The curriculum is concise on tihs matter: 'Recalls/describes the peri-operative care of the elderly'.
The topic was a CRQ in 2020 (62% pass rate), with feedback focussing on poor understanding of physiology and pharmacological changes and their affect on anaesthesia.
Decision to operate/anaesthetise should be made at consultant level, in conjunction with the patient, family and MDT
Senior personnel should be available to anaesthetise/operate on the patient
Suitable post-operative care should be arranged inc. HDU/ICU
History
May be difficult or limited due to deafness, aphasia or cognitive impairment
Collateral history may be required from family members or caregivers
Identify background reason for admission e.g. why patient fell if #NOF
Identify comorbidities
Drug history - polypharmacy increases risk of drug interactions
Nutritional assessment ± replacement
Functional assessments
Pre-morbid exercise tolerance
ADLs
Social circumstances
Assessments by PT and OT
Investigations
Examination be difficult due to poor cooperation, understanding, difficult getting (un)dressed, poor mobility
Targeted examination of relevant systems
Cognitive assessment e.g.
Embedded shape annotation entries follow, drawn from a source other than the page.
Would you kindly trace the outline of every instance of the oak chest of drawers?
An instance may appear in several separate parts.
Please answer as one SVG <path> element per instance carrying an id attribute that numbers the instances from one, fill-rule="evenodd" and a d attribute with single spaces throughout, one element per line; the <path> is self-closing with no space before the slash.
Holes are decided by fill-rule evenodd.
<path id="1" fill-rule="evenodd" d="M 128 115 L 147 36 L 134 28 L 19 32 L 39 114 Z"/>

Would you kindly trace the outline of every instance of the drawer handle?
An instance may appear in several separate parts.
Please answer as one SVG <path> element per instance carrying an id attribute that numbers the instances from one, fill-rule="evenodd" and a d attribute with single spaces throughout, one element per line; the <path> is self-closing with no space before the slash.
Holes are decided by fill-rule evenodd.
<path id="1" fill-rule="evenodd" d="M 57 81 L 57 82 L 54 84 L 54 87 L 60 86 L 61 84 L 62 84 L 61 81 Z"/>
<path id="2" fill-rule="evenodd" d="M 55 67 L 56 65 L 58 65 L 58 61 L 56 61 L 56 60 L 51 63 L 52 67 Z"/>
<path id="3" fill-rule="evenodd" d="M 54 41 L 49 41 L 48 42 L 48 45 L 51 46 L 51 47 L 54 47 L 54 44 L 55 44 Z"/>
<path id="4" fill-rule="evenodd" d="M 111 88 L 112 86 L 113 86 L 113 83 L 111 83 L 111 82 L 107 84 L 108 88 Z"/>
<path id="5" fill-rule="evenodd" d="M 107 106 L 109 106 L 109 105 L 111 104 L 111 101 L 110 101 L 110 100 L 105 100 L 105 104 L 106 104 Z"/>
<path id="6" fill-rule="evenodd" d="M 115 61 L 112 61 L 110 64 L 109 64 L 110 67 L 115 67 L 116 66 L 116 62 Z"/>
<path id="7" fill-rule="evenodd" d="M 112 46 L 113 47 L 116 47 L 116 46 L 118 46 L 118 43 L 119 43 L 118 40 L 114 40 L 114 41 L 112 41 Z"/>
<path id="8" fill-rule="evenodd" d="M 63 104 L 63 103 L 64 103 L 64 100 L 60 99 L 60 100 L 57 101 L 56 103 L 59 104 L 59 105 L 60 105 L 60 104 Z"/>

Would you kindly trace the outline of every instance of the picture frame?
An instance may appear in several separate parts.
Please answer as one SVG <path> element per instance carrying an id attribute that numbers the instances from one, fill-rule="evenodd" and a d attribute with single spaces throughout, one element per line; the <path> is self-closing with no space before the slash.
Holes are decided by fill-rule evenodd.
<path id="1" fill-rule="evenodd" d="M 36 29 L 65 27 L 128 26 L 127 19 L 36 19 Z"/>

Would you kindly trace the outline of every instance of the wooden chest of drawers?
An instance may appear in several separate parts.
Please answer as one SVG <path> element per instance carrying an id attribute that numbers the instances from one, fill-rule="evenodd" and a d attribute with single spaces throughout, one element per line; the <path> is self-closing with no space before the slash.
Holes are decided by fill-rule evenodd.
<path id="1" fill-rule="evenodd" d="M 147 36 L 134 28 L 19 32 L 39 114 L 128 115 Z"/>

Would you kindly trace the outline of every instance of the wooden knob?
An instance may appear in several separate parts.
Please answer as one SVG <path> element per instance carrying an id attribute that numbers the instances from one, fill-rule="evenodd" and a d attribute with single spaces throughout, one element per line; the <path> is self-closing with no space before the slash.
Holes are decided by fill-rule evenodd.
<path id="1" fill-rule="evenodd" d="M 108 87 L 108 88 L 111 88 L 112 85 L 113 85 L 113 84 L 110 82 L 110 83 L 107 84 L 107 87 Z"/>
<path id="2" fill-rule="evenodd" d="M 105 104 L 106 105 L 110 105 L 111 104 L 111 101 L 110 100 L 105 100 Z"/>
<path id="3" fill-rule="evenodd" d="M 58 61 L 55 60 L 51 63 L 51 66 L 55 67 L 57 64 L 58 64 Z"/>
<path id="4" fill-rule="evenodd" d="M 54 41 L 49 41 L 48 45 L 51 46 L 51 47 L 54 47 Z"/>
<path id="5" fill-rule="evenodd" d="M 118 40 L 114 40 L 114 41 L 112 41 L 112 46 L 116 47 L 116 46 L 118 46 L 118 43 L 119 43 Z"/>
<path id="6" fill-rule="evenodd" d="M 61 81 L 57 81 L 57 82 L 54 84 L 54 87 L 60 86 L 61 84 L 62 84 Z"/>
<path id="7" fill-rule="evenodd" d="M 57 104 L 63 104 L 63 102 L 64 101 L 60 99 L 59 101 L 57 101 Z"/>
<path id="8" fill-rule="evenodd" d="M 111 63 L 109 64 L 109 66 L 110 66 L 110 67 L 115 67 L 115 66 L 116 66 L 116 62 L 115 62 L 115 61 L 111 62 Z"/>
MMSE
Baseline BP important as patients prone to intra-operative hypotension
Often require at least FBC, U&E's, blood glucose and an ECG ± further targeted investigations
Optimisation
Clinics dedicated to pre-operative assessment of the older patient (POPS) improve outcomes
Consider prehabilitation where relevant
Polypharmacy reduction
Input from surgical, geriatric medicine, PT/OT, pharmacy and other relevant subspeciality teams
No demonstrable difference in outcome between general and regional techniques, but rather best outcomes from adopting technique best suited to individual patients
Monitoring and access
Low threshold for arterial line, especially if:
Existing CV disease
Large blood loss or fluid shifts expected
Depth of anaesthesia monitoring may allow better titration of anaesthetic agents, reducing sequelae from excess anaesthetic
Airway and ventilation
GORD more common therefore higher aspiration risk
May have more difficult airway management owing to:
Posterior column issues such as arthritis, spondylosis, general stiffness
General poor positioning due to musculoskeletal disease
Edentulous patients being more difficult to facemask ventilate without adjuncts
FRC reduces with age and other factors such as kyphoscoliosis
Closing capacity encroaches on FRC when supine by 40yrs, standing by 70yrs
Therefore hypoxia may be more common and robust pre-oxygenation should be undertaken
Drugs
Increased sensitivity to induction agents, inhalational agents (reduced MAC), opioids and benzodiazepines
Arm-brain circulation time is increased so speed of administration of induction agents should be reduced
No difference in 1yr, 3yr or 5yr mortality between TIVA and volatile maintenance therapy in those >60yrs old (BJA, 2024)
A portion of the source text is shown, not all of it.